No one else seemed to notice.
No one else seemed to care.

Worthy Luster

Worth, is a shiny thing,
or dulled and dim,
glittering and gold,
muddy and dark;
depending on ones
perspective.

How much worth,
is worth; worth,
when we don’t know
the worth of its
worth?
And usually too late.

I often cannot comprehend
my own worthiness,
or the worthiness I have
in the minds and eyes of
others.
Am I shiny and gold, or dull and dim?

The worth of these words,
hastily typed,
the first words of 2024.
Can I calculate their value,
their worth, to me,
to you?

Is there worth in merely existing
as prose on a page,
or as a background actor
playing on Broadway,
or the busker in a subway,
playing harmonica over an empty cup.

Worthy deeds,
worthy of praise,
or worthy of derision,
splattered with suspicion,
self-depreciation, and
general mistrust.

Is it worth the worry?
Is it worth the anxiety?
Shiny and gold.
Dim and dulled,
worthy of mysterious luster.

And So It Goes

And so it goes,
another year passes
us by in the blink
of an eye.
And I hardly remember
most of it.

It was a good year,
if memory serves me,
life has sort of settled
down in a good way,
and it’s all entirely
… good.

There’s no more late
nights at a bar, sipping
sorrows from whiskey,
as sexy couples twirled
across imaginary dance floors
and bartenders loved me.

No staring at pulsing neon signs,
illuminating the dark confines of
old man bars, rife with crusty
opinions and dizzying conversations
about life, religion, or politics.

Another year freed from the
shackles of intolerable loneliness
and depression.
No dark valleys of the mind,
crowded with the melancholy thoughts
of the perpetually alone.

Untroubled, but still…,
troubled with the state of the World,
race, religion, politics, sex, booze,
and all the tidbits that seems to
fill up every year.

There’s something about the past
year, something that retrospectively
seems inherently good, but I couldn’t
tell you any specifics, it was just,
a good year, like fine wine or old
cheese.

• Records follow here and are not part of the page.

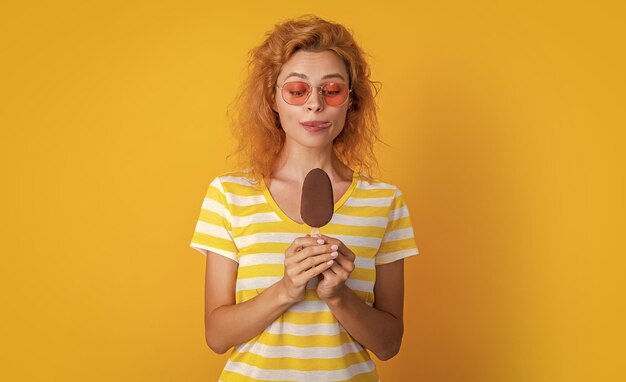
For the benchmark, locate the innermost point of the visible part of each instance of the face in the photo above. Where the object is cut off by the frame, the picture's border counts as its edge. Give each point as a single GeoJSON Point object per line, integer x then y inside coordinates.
{"type": "Point", "coordinates": [315, 123]}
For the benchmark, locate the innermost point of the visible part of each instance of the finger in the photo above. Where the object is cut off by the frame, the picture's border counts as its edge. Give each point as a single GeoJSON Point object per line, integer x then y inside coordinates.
{"type": "Point", "coordinates": [314, 251]}
{"type": "Point", "coordinates": [342, 247]}
{"type": "Point", "coordinates": [313, 272]}
{"type": "Point", "coordinates": [300, 243]}
{"type": "Point", "coordinates": [339, 271]}
{"type": "Point", "coordinates": [311, 262]}
{"type": "Point", "coordinates": [345, 262]}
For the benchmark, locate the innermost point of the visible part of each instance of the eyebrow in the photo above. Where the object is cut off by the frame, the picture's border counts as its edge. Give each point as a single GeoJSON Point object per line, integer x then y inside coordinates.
{"type": "Point", "coordinates": [304, 76]}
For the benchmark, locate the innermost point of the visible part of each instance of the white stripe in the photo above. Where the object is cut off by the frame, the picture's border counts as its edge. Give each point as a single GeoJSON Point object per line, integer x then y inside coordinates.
{"type": "Point", "coordinates": [237, 179]}
{"type": "Point", "coordinates": [368, 202]}
{"type": "Point", "coordinates": [309, 306]}
{"type": "Point", "coordinates": [213, 230]}
{"type": "Point", "coordinates": [216, 207]}
{"type": "Point", "coordinates": [278, 237]}
{"type": "Point", "coordinates": [399, 213]}
{"type": "Point", "coordinates": [398, 234]}
{"type": "Point", "coordinates": [256, 283]}
{"type": "Point", "coordinates": [389, 257]}
{"type": "Point", "coordinates": [253, 283]}
{"type": "Point", "coordinates": [360, 285]}
{"type": "Point", "coordinates": [262, 217]}
{"type": "Point", "coordinates": [269, 351]}
{"type": "Point", "coordinates": [364, 262]}
{"type": "Point", "coordinates": [359, 221]}
{"type": "Point", "coordinates": [360, 241]}
{"type": "Point", "coordinates": [217, 184]}
{"type": "Point", "coordinates": [262, 258]}
{"type": "Point", "coordinates": [204, 248]}
{"type": "Point", "coordinates": [244, 201]}
{"type": "Point", "coordinates": [298, 375]}
{"type": "Point", "coordinates": [279, 258]}
{"type": "Point", "coordinates": [366, 185]}
{"type": "Point", "coordinates": [278, 327]}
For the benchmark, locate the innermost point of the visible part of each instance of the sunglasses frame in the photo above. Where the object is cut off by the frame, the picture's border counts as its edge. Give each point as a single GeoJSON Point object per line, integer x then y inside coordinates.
{"type": "Point", "coordinates": [311, 87]}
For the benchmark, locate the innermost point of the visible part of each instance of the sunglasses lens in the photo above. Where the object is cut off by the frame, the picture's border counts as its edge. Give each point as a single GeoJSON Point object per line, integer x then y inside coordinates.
{"type": "Point", "coordinates": [335, 93]}
{"type": "Point", "coordinates": [296, 93]}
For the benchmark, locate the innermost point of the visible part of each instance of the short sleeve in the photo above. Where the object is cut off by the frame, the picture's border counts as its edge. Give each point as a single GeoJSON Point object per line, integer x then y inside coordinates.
{"type": "Point", "coordinates": [398, 241]}
{"type": "Point", "coordinates": [213, 229]}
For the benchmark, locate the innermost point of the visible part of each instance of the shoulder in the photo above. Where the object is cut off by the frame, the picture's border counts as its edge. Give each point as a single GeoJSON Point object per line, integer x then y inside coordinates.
{"type": "Point", "coordinates": [367, 183]}
{"type": "Point", "coordinates": [234, 179]}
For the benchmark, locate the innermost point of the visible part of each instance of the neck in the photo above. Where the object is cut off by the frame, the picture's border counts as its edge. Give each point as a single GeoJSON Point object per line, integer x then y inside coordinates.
{"type": "Point", "coordinates": [295, 163]}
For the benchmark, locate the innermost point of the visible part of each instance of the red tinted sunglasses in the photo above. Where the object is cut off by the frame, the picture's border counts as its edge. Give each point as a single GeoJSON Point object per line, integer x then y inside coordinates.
{"type": "Point", "coordinates": [298, 92]}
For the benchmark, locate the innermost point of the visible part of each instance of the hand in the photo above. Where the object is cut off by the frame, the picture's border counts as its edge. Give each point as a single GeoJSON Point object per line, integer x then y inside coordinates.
{"type": "Point", "coordinates": [335, 277]}
{"type": "Point", "coordinates": [306, 258]}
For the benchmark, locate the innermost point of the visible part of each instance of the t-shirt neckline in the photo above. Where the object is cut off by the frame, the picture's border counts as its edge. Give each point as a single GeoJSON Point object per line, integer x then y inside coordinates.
{"type": "Point", "coordinates": [270, 200]}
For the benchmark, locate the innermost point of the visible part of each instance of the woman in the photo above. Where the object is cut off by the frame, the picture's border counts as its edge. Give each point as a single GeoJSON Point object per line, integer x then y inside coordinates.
{"type": "Point", "coordinates": [296, 307]}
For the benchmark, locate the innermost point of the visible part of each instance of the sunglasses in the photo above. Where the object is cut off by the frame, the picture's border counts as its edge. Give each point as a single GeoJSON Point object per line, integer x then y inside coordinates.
{"type": "Point", "coordinates": [298, 92]}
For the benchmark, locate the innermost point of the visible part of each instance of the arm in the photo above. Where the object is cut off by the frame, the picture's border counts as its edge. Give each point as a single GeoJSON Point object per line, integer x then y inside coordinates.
{"type": "Point", "coordinates": [256, 314]}
{"type": "Point", "coordinates": [379, 328]}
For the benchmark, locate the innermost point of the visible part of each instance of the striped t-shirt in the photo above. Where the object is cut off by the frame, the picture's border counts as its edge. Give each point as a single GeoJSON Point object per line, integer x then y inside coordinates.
{"type": "Point", "coordinates": [306, 343]}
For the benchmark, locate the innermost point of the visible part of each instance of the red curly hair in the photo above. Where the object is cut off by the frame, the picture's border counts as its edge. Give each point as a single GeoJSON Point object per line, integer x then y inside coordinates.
{"type": "Point", "coordinates": [256, 126]}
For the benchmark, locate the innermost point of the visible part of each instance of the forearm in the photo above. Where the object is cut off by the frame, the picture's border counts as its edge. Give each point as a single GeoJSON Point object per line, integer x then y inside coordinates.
{"type": "Point", "coordinates": [230, 325]}
{"type": "Point", "coordinates": [376, 330]}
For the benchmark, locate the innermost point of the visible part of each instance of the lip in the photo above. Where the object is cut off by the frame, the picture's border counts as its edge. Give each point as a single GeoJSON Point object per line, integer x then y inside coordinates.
{"type": "Point", "coordinates": [314, 126]}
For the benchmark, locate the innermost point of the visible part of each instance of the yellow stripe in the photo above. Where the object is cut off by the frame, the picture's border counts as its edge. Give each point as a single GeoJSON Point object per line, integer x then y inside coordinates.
{"type": "Point", "coordinates": [240, 211]}
{"type": "Point", "coordinates": [308, 364]}
{"type": "Point", "coordinates": [397, 245]}
{"type": "Point", "coordinates": [376, 193]}
{"type": "Point", "coordinates": [213, 241]}
{"type": "Point", "coordinates": [352, 230]}
{"type": "Point", "coordinates": [213, 218]}
{"type": "Point", "coordinates": [382, 212]}
{"type": "Point", "coordinates": [304, 341]}
{"type": "Point", "coordinates": [229, 376]}
{"type": "Point", "coordinates": [310, 295]}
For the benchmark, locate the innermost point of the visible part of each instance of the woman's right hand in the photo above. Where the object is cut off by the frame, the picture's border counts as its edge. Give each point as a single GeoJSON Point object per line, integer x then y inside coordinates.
{"type": "Point", "coordinates": [305, 258]}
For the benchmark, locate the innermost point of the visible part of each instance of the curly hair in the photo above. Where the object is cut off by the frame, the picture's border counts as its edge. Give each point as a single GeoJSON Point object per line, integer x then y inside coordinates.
{"type": "Point", "coordinates": [256, 126]}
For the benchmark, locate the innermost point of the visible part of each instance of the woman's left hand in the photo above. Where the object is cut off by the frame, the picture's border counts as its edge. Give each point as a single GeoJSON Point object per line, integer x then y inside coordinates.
{"type": "Point", "coordinates": [334, 278]}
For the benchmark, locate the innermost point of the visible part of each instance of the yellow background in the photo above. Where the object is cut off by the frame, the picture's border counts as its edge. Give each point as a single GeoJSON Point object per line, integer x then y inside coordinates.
{"type": "Point", "coordinates": [504, 122]}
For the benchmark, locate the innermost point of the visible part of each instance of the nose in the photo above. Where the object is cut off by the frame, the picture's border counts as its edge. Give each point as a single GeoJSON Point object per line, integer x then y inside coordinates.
{"type": "Point", "coordinates": [315, 101]}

And so it goes.

Meh at Best

I haven’t felt the ink
in my veins for a while,
as it were.
The urge to mash these
words onto the page,
has been, “meh” at best.

It’s okay to have a period
wherein the awesome magic
of prose seems to dwindle for
a time. Where things don’t seem
so fantastic or awe inspiring.

When things are just,
“meh”, or, “So-so”, or
just “blah”.
Manilla, milquetoast,
bland, without form
or structure.

Amebic,
a great sedentary blob,
of ennui and
laissez-faire,
curling the fingers into
mitts, rather than flying
over the keyboard with aplomb.

I get the sense that I’ve
said it before,
it’s been said before,
what ever it is that needs to be said,
has been, to whomever needed
to hear it.

Yet there’s still something,
thumping in my chest,
an irritated beating,
a thudding anxiety,
begging for my fingers,
to uncurl and unleash
their typing terrors.

But then,
“Meh”.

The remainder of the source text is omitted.